Under the amended terms of the agreement, Linn has agreed to increase the number of common shares it is issuing to 1.68 common shares, from 1.25 common shares, for each common share of Berry outstanding prior to the merger for total consideration of approximately $4.9 billion, including the assumption of debt, Linn said.

The transaction, which is structured as a stock-for-stock merger  and is expected to be tax-free to Berry shareholders.

The proposed merger will create one of the largest independent oil and natural gas companies in North America with pro forma production of more than 1 Bcfe per day and proved reserves of approximately 6.6 Tcfe (54 percent liquids).

In a joint statement, Mark E. Ellis, Chairman, President and Chief Executive Officer, Linn Energy, and Robert F. Heinemann, President and Chief Executive Officer, Berry Petroleum Company, said, “The boards and management teams of LINN and Berry remain committed to completing this merger. We continue to believe that, upon completion, this transaction will create tremendous value for Linn Energy, LinnCo and Berry investors.”

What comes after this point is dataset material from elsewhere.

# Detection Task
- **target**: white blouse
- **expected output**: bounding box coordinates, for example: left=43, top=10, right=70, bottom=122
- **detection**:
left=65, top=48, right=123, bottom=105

The acquisition will give Linn increased presence in California, the Permian Basin, East Texas, and the Rockies, as well as the addition of a new core area in the Uinta Basin. Berry has 2,850 producing wells and more than 200,000 net acres.

Linn Energy is a top-15 U.S. independent oil and natural gas development company.

It had about 4.8 Tcfe of proved reserves in producing U.S. basins at the end of 2012.